IDENTIFICATION OF ENDOPROTEASE ACTIVITY IN THE TRANSGOLGI MEMBRANES OF RAT-LIVER CELLS THAT SPECIFICALLY PROCESSES INVITRO THE FUSION GLYCOPROTEIN PRECURSOR OF VIRULENT NEWCASTLE-DISEASE VIRUS

A ubiquitous host endoprotease(s) responsible for activation of the fusion glycoprotein precursor (Fo) of virulent Newcastle disease virus (NDV) is an important determinant for its spreading and organ tropism in the host. To characterize the virus-activating protease (VAP), we isolated endoprotease activity from the trans Golgi membranes of rat liver cells by using F0-containing NDV particles grown in a lymphoid cell line NALM6 as substrate. The enzyme cleaved in vitro only the F0 protein of virulent NDV but not that of an avirulent strain, suggesting that it specifically recognizes pairs of basic residues at the cleavage site.

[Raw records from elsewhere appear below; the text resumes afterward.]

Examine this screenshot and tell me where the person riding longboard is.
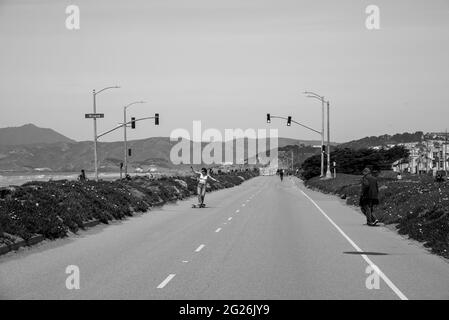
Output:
[190,167,218,208]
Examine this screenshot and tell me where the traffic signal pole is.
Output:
[326,101,332,179]
[320,97,324,178]
[93,89,98,181]
[123,107,128,177]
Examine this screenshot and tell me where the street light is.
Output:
[267,113,324,176]
[304,91,332,179]
[93,86,120,181]
[123,101,145,176]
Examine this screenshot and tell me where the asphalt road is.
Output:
[0,177,449,299]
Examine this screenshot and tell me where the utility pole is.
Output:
[321,97,324,177]
[93,89,98,181]
[123,101,145,177]
[444,129,447,178]
[326,101,332,179]
[85,86,120,181]
[292,149,293,173]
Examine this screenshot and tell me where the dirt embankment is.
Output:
[0,171,258,246]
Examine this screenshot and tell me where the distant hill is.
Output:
[339,131,424,150]
[0,124,74,146]
[0,137,328,172]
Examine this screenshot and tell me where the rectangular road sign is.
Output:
[85,113,104,119]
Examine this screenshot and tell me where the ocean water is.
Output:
[0,172,123,187]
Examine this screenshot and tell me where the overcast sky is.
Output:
[0,0,449,142]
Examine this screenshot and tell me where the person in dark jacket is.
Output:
[360,168,379,226]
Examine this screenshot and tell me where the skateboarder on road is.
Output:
[190,167,218,207]
[360,168,379,226]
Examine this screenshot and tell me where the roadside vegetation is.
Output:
[306,171,449,258]
[0,171,258,245]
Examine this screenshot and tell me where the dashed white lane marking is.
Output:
[157,274,176,289]
[195,244,205,252]
[300,190,408,300]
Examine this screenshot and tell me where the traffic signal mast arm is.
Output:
[97,114,159,139]
[270,116,322,135]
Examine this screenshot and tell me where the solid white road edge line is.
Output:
[157,274,176,289]
[300,190,408,300]
[195,244,205,252]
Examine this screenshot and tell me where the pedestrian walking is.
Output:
[360,168,379,226]
[78,169,87,182]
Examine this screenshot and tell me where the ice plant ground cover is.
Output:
[306,174,449,258]
[0,171,259,245]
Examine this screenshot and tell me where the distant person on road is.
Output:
[360,168,379,226]
[78,169,87,182]
[190,167,218,206]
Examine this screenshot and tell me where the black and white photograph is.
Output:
[0,0,449,306]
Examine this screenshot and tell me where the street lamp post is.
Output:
[123,101,145,177]
[93,86,120,181]
[304,91,332,179]
[267,113,324,172]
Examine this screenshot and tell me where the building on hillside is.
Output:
[392,140,449,174]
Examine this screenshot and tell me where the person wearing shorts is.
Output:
[190,167,218,206]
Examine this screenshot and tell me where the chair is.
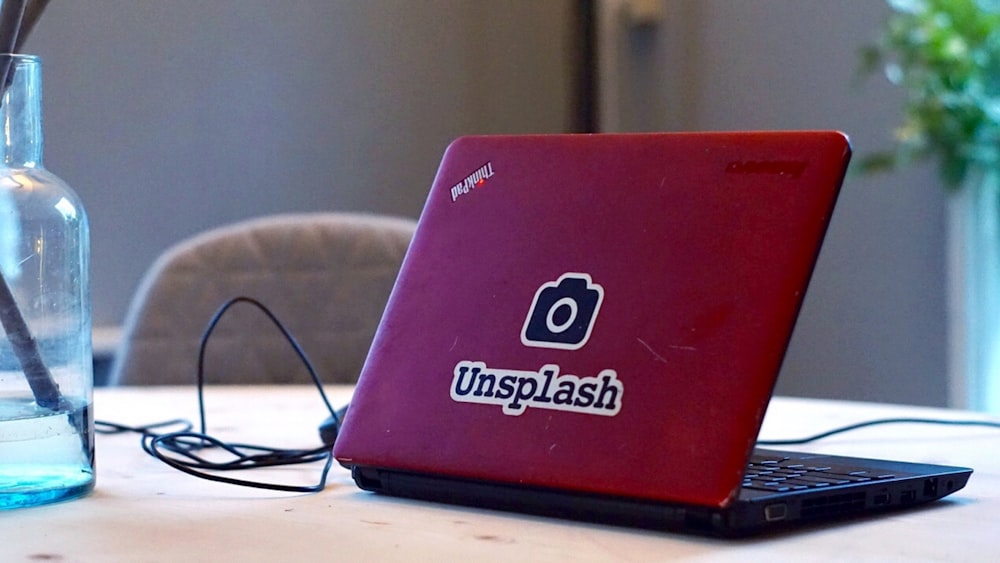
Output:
[108,213,416,385]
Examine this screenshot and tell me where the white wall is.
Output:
[25,0,572,325]
[604,0,947,405]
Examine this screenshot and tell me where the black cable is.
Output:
[94,296,340,493]
[757,418,1000,446]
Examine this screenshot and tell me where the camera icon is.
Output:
[521,272,604,350]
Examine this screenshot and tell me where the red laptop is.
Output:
[334,132,971,533]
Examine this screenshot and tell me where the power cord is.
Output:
[94,296,345,493]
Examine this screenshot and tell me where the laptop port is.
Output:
[764,502,788,522]
[924,477,938,498]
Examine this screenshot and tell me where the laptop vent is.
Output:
[801,493,865,518]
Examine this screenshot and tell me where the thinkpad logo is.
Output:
[451,272,625,416]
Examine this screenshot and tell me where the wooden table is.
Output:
[0,386,1000,562]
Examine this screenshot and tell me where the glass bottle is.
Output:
[0,54,94,509]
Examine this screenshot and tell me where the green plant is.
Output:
[859,0,1000,189]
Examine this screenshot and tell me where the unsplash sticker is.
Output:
[451,272,625,416]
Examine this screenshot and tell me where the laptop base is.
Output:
[351,449,972,537]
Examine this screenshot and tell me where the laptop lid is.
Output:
[334,132,850,507]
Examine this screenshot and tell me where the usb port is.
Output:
[764,502,788,522]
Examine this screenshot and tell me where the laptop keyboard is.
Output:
[743,454,896,492]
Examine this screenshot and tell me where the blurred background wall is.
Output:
[26,0,947,405]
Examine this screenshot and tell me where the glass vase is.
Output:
[0,54,94,509]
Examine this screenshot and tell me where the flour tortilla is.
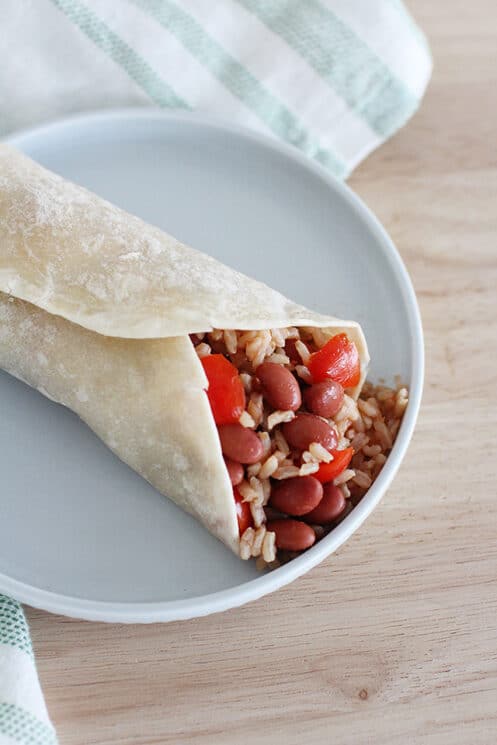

Furthermore, the enzyme was found to be membrane-bound, calcium ion-dependent, and active over a broad pH range, from 6 to 8. The inhibitor spectrum of the protease together with the enzyme properties described above indicates that it is a KEX2-like enzyme. Experiments using monensin, A23187, and chloroquine indicate that the F0 cleavage of virulent NDV occurs normally in rat primary hepatocytes at or before the trans Golgi and is a calcium-dependent process. The correspondence between the characteristics of the cleavage in rat hepatocytes and those of the rat protease in vitro indicates that the endoprotease is a strong candidate for the VAP that determines the pantropic nature of virulent NDV. © 1991.